Demikian disampaikan Prof. Dr. Syahrin Harahap, MA, Guru Besar UIN Sumatera Utara pada Diskusi Dosen Fakultas Ushuluddin dan Studi Islam di Ruang Seminar Fakultas Ushuluddin dan Studi Islam Jl. Wiliam Iskandar Medan Estate Medan, Kamis (4/4/2024).
Dalam diskusi yang bertajuk “Menuju Dirâsah Tathbiqiyyah: Revitalisasi Pemikiran Islam dalam Pengembangan Peradaban” itu Prof. Syahrin mengatakan bahwa pemikiran memiliki peran yang sangat penting dalam ajaran Islam, karena selain al-Qur’ân dan al-Hadîs, Pemikiran menempati posisi yang sangat penting dalam bangunan ajaran Islam.
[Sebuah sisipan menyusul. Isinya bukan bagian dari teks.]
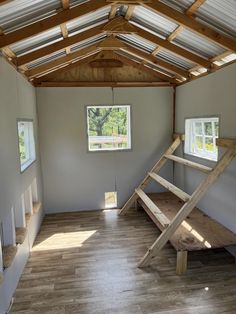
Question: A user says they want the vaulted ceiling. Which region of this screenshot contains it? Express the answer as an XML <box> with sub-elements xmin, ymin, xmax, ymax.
<box><xmin>0</xmin><ymin>0</ymin><xmax>236</xmax><ymax>86</ymax></box>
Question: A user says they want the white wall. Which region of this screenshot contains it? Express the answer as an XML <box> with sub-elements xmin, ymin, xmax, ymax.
<box><xmin>175</xmin><ymin>64</ymin><xmax>236</xmax><ymax>232</ymax></box>
<box><xmin>37</xmin><ymin>88</ymin><xmax>172</xmax><ymax>212</ymax></box>
<box><xmin>0</xmin><ymin>57</ymin><xmax>42</xmax><ymax>314</ymax></box>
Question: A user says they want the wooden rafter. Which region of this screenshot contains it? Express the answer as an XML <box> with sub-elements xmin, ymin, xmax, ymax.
<box><xmin>35</xmin><ymin>81</ymin><xmax>170</xmax><ymax>87</ymax></box>
<box><xmin>137</xmin><ymin>27</ymin><xmax>211</xmax><ymax>68</ymax></box>
<box><xmin>25</xmin><ymin>45</ymin><xmax>101</xmax><ymax>78</ymax></box>
<box><xmin>185</xmin><ymin>0</ymin><xmax>206</xmax><ymax>16</ymax></box>
<box><xmin>61</xmin><ymin>0</ymin><xmax>70</xmax><ymax>10</ymax></box>
<box><xmin>145</xmin><ymin>1</ymin><xmax>236</xmax><ymax>51</ymax></box>
<box><xmin>122</xmin><ymin>45</ymin><xmax>189</xmax><ymax>78</ymax></box>
<box><xmin>115</xmin><ymin>51</ymin><xmax>176</xmax><ymax>84</ymax></box>
<box><xmin>125</xmin><ymin>5</ymin><xmax>135</xmax><ymax>21</ymax></box>
<box><xmin>17</xmin><ymin>23</ymin><xmax>105</xmax><ymax>66</ymax></box>
<box><xmin>109</xmin><ymin>4</ymin><xmax>118</xmax><ymax>20</ymax></box>
<box><xmin>0</xmin><ymin>0</ymin><xmax>108</xmax><ymax>48</ymax></box>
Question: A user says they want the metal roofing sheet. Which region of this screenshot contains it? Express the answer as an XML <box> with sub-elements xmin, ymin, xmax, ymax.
<box><xmin>196</xmin><ymin>0</ymin><xmax>236</xmax><ymax>38</ymax></box>
<box><xmin>0</xmin><ymin>0</ymin><xmax>61</xmax><ymax>33</ymax></box>
<box><xmin>173</xmin><ymin>29</ymin><xmax>225</xmax><ymax>58</ymax></box>
<box><xmin>131</xmin><ymin>6</ymin><xmax>178</xmax><ymax>38</ymax></box>
<box><xmin>66</xmin><ymin>6</ymin><xmax>111</xmax><ymax>36</ymax></box>
<box><xmin>160</xmin><ymin>0</ymin><xmax>195</xmax><ymax>12</ymax></box>
<box><xmin>10</xmin><ymin>26</ymin><xmax>63</xmax><ymax>56</ymax></box>
<box><xmin>27</xmin><ymin>50</ymin><xmax>66</xmax><ymax>69</ymax></box>
<box><xmin>117</xmin><ymin>34</ymin><xmax>156</xmax><ymax>52</ymax></box>
<box><xmin>157</xmin><ymin>49</ymin><xmax>195</xmax><ymax>70</ymax></box>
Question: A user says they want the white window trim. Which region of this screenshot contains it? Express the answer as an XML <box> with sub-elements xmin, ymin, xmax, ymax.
<box><xmin>184</xmin><ymin>117</ymin><xmax>219</xmax><ymax>162</ymax></box>
<box><xmin>86</xmin><ymin>105</ymin><xmax>132</xmax><ymax>153</ymax></box>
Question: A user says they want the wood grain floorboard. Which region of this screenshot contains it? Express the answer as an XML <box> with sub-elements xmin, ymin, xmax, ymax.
<box><xmin>10</xmin><ymin>210</ymin><xmax>236</xmax><ymax>314</ymax></box>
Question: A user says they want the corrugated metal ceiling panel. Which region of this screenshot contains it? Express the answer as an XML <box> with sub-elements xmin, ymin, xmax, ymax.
<box><xmin>10</xmin><ymin>26</ymin><xmax>63</xmax><ymax>56</ymax></box>
<box><xmin>117</xmin><ymin>34</ymin><xmax>156</xmax><ymax>52</ymax></box>
<box><xmin>131</xmin><ymin>6</ymin><xmax>178</xmax><ymax>38</ymax></box>
<box><xmin>196</xmin><ymin>0</ymin><xmax>236</xmax><ymax>38</ymax></box>
<box><xmin>173</xmin><ymin>29</ymin><xmax>225</xmax><ymax>58</ymax></box>
<box><xmin>0</xmin><ymin>0</ymin><xmax>61</xmax><ymax>33</ymax></box>
<box><xmin>157</xmin><ymin>49</ymin><xmax>195</xmax><ymax>70</ymax></box>
<box><xmin>66</xmin><ymin>6</ymin><xmax>111</xmax><ymax>36</ymax></box>
<box><xmin>27</xmin><ymin>51</ymin><xmax>66</xmax><ymax>69</ymax></box>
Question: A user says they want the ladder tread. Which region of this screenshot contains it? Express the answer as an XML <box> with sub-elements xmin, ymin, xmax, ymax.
<box><xmin>135</xmin><ymin>189</ymin><xmax>170</xmax><ymax>228</ymax></box>
<box><xmin>165</xmin><ymin>155</ymin><xmax>212</xmax><ymax>173</ymax></box>
<box><xmin>149</xmin><ymin>172</ymin><xmax>191</xmax><ymax>202</ymax></box>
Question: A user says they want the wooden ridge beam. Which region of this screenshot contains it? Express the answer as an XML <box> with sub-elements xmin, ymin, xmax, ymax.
<box><xmin>122</xmin><ymin>45</ymin><xmax>189</xmax><ymax>78</ymax></box>
<box><xmin>34</xmin><ymin>81</ymin><xmax>170</xmax><ymax>87</ymax></box>
<box><xmin>144</xmin><ymin>1</ymin><xmax>236</xmax><ymax>51</ymax></box>
<box><xmin>116</xmin><ymin>52</ymin><xmax>177</xmax><ymax>84</ymax></box>
<box><xmin>0</xmin><ymin>0</ymin><xmax>109</xmax><ymax>49</ymax></box>
<box><xmin>137</xmin><ymin>27</ymin><xmax>211</xmax><ymax>68</ymax></box>
<box><xmin>17</xmin><ymin>23</ymin><xmax>106</xmax><ymax>66</ymax></box>
<box><xmin>185</xmin><ymin>0</ymin><xmax>206</xmax><ymax>16</ymax></box>
<box><xmin>24</xmin><ymin>45</ymin><xmax>101</xmax><ymax>78</ymax></box>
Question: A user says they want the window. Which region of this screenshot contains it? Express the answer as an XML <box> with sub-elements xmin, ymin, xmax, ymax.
<box><xmin>87</xmin><ymin>105</ymin><xmax>131</xmax><ymax>151</ymax></box>
<box><xmin>105</xmin><ymin>192</ymin><xmax>117</xmax><ymax>208</ymax></box>
<box><xmin>185</xmin><ymin>118</ymin><xmax>219</xmax><ymax>161</ymax></box>
<box><xmin>17</xmin><ymin>120</ymin><xmax>35</xmax><ymax>172</ymax></box>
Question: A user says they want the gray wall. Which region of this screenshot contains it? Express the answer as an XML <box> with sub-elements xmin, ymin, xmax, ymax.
<box><xmin>37</xmin><ymin>88</ymin><xmax>172</xmax><ymax>212</ymax></box>
<box><xmin>0</xmin><ymin>57</ymin><xmax>42</xmax><ymax>314</ymax></box>
<box><xmin>175</xmin><ymin>64</ymin><xmax>236</xmax><ymax>232</ymax></box>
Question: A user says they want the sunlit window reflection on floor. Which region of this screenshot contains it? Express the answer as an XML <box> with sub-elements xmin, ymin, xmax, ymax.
<box><xmin>32</xmin><ymin>230</ymin><xmax>97</xmax><ymax>252</ymax></box>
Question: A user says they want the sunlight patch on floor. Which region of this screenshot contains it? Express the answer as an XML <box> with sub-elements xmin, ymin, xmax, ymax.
<box><xmin>32</xmin><ymin>230</ymin><xmax>97</xmax><ymax>252</ymax></box>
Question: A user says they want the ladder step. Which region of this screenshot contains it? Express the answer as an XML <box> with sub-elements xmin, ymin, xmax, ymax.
<box><xmin>135</xmin><ymin>189</ymin><xmax>170</xmax><ymax>228</ymax></box>
<box><xmin>149</xmin><ymin>172</ymin><xmax>191</xmax><ymax>202</ymax></box>
<box><xmin>165</xmin><ymin>155</ymin><xmax>212</xmax><ymax>173</ymax></box>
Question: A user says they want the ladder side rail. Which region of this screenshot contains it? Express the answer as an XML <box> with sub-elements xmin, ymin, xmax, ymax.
<box><xmin>139</xmin><ymin>147</ymin><xmax>236</xmax><ymax>267</ymax></box>
<box><xmin>119</xmin><ymin>136</ymin><xmax>182</xmax><ymax>215</ymax></box>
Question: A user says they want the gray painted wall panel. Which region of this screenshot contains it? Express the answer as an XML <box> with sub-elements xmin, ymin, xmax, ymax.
<box><xmin>37</xmin><ymin>88</ymin><xmax>172</xmax><ymax>212</ymax></box>
<box><xmin>175</xmin><ymin>64</ymin><xmax>236</xmax><ymax>232</ymax></box>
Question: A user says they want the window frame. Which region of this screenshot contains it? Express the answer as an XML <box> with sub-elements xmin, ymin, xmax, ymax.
<box><xmin>85</xmin><ymin>104</ymin><xmax>133</xmax><ymax>153</ymax></box>
<box><xmin>16</xmin><ymin>118</ymin><xmax>36</xmax><ymax>173</ymax></box>
<box><xmin>184</xmin><ymin>115</ymin><xmax>220</xmax><ymax>162</ymax></box>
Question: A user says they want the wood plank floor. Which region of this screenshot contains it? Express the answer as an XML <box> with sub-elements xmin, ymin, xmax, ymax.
<box><xmin>10</xmin><ymin>210</ymin><xmax>236</xmax><ymax>314</ymax></box>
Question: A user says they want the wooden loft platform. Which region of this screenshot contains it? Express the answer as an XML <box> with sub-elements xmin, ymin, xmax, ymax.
<box><xmin>120</xmin><ymin>134</ymin><xmax>236</xmax><ymax>274</ymax></box>
<box><xmin>138</xmin><ymin>192</ymin><xmax>236</xmax><ymax>251</ymax></box>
“Kebanyakan pesan-pesan al-Qur’ân dan al-Hadîs belum tentu bisa dipahami dan didaratkan dalam kehidupan umat dan peradaban, jika tidak dibantu dengan sarah, tafsir, dan teknik implementasi yang dirumuskan dalam pemikiran (ijtihâd),” ujar Prof Syahrin.
Saat ini, kata Prof Syahrin, pemikiran Islam menghadapi tiga tantangan. Pertama, image terhadapnya bahwa pemikiran Islam itu terlalu elitis dan mengawang- awang, sehingga sering dipersepsikan jauh dari umat dan tidak langsung ikut dalam pergulatan peradaban.
“Padahal senyatanya perkembanagan dan pergulatan peradaban umat manusia justru dihiasi dengan pemikiran dan dialog,” kata Prof Syahrin.
Kedua, adanya kritik dari sebagian tokoh dan ulama yang menyerang pemikiran, sebagaimana tergambar dalam karya al-Ghazali, Hujjatul Islâm, Tahâfut al-Falasifah. Meskipun kritik itu telah mendapat klarifikasi dari Filsosof Muslim yang sangat berwibawa, Ibnu Rusyd dalam karyanya Tahâfut al-Tahâfut, namun pengaruh kritik tersebut masih dirasakan hingga sekarang.
Ketiga, pemikiran Islam juga mengalami pelemahan dengan adanya pendapat sebagian ulama, berdasarkan klaim pemahaman terhadap hadîs Rasul junjungan bahwa siapa yang menafsirkan al-Qur’ân dengan pemikiraannya (ra’yi-nya), maka disiapkan tempatnya dalam neraka.
“Kritik dan bahkan ancaman yang sangat keras ini terus mempengaruhi para penekun pemikiran hingga sebagian mereka mengambil jalan mengurungkan pemikiran-pemikirannya tentang Islam, dan pada gilirannya menyebabkan pemikiran Islam menjadi terlalu elitis dan terbatas bagi sebagian cendekiawan dan umat saja,” ungkapnya.